There was no phone call during the night, but about 9.30 this morning Richard received a quick call saying that they had just arrived in Limassol port. There were long queues, and they expected that it would take at least an hour to get out. Then they would get a shared taxi ('service') to Larnaka. So we did our usual weekly trip to Metro supermarket, and picked up various extra bits and pieces for the guest apartment, knowing that our visitors were arriving with hand luggage only.

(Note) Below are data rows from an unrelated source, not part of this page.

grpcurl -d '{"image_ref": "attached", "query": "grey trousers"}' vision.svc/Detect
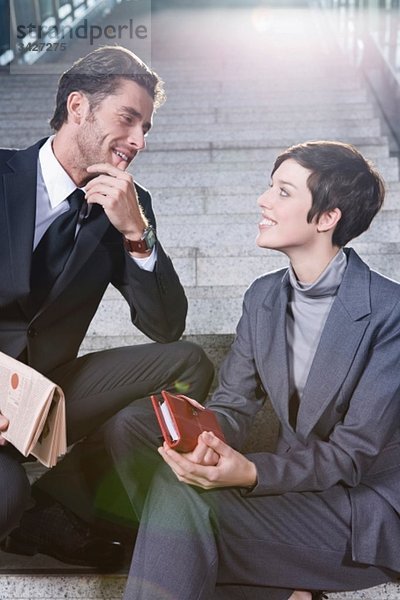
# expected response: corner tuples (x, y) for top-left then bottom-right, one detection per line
(0, 342), (213, 535)
(124, 465), (395, 600)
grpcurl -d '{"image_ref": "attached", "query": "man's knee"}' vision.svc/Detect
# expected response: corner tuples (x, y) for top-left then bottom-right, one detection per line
(0, 455), (30, 539)
(171, 341), (214, 402)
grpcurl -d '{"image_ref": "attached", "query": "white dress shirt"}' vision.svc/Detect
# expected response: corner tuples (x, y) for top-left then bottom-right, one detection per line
(33, 136), (157, 271)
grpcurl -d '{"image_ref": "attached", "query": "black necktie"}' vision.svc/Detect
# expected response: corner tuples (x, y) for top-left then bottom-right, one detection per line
(30, 188), (85, 312)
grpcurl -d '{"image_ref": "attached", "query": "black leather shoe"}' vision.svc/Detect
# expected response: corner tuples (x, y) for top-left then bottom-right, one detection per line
(1, 503), (124, 572)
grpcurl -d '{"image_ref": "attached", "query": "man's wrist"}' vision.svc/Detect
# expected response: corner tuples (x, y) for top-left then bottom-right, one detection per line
(123, 225), (157, 255)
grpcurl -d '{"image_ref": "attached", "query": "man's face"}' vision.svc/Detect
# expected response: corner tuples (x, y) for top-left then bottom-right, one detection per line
(257, 158), (319, 258)
(76, 79), (154, 176)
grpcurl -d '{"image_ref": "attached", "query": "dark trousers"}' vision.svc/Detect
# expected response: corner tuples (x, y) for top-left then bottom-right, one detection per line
(0, 446), (30, 540)
(0, 342), (213, 536)
(124, 465), (394, 600)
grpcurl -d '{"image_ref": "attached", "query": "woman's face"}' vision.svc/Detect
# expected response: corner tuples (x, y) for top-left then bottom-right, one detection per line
(256, 158), (319, 258)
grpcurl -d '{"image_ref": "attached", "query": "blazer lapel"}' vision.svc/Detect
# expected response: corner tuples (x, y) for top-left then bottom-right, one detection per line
(255, 273), (290, 426)
(36, 204), (110, 317)
(296, 250), (371, 439)
(3, 139), (45, 298)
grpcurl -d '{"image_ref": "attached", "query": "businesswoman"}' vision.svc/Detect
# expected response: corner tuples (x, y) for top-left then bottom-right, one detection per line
(124, 142), (400, 600)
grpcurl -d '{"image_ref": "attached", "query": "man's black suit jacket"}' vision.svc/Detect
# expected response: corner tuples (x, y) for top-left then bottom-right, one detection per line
(0, 139), (187, 373)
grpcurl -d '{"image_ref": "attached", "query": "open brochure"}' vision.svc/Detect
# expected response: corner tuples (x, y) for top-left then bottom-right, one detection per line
(0, 352), (67, 467)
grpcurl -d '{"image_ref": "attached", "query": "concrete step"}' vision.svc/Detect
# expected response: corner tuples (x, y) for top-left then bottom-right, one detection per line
(148, 116), (380, 138)
(135, 155), (399, 183)
(84, 241), (400, 340)
(137, 139), (393, 166)
(0, 575), (400, 600)
(0, 574), (126, 600)
(152, 182), (400, 220)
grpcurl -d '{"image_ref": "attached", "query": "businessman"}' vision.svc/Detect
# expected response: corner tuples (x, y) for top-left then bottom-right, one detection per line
(0, 46), (212, 569)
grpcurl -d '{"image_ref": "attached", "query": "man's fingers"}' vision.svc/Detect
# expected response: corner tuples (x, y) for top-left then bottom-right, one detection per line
(185, 396), (205, 410)
(200, 431), (231, 455)
(86, 163), (131, 179)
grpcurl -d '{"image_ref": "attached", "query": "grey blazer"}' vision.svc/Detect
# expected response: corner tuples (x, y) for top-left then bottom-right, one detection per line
(210, 249), (400, 572)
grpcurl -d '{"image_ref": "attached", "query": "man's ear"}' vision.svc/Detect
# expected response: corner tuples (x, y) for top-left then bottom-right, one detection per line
(67, 91), (89, 125)
(317, 208), (342, 232)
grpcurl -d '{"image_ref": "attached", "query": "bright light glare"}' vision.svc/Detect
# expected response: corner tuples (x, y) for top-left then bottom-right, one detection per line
(251, 8), (271, 33)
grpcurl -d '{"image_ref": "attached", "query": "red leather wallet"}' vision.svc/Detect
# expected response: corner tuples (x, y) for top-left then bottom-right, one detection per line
(151, 390), (225, 452)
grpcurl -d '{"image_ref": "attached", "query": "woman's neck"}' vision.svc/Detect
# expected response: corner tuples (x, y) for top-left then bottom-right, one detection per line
(289, 246), (340, 283)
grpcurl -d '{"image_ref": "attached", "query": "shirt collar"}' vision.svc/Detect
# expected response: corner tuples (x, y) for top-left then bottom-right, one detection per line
(39, 135), (76, 208)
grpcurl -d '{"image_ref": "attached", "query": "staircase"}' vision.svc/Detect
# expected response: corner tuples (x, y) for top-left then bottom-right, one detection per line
(0, 3), (400, 600)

They finally got here about 12.30, very tired but relieved to have got out. They said it was unbelievable how quickly Lebanon has gone from a peaceful, busy city to a war zone. They've watched bombs falling, they've seen people who have lost everything. They are thankful that they're safe, that their adult children are safe - one in Australia, the other, newly married, leaving Lebanon tonight with his bride. This son had to cancel his planned large wedding in August, and get married a couple of days go in a small ceremony with only about 25 guests, most of them in jeans as it was last-minute.
They said that the British warship was brilliant, with all the soldiers helpful and friendly. But they're worried about so many people left behind, and about the fact that the embassies are telling foreigners to leave the country. They're trying to be as fair as they can about the whole conflict, and are horrified at how biassed some of the media is, particularly the American channel CNN which is apparently as pro-Israel as ever, and giving a highly sanitised version of the horrors going on in Lebanon. The BBC is apparently somewhat better; but perhaps it's impossible for a reporter to describe accurately what's going on, though, without having lived in the country.
I had wondered, sometimes, why we bought such a huge house now the boys are adults. Now I'm beginning to find out!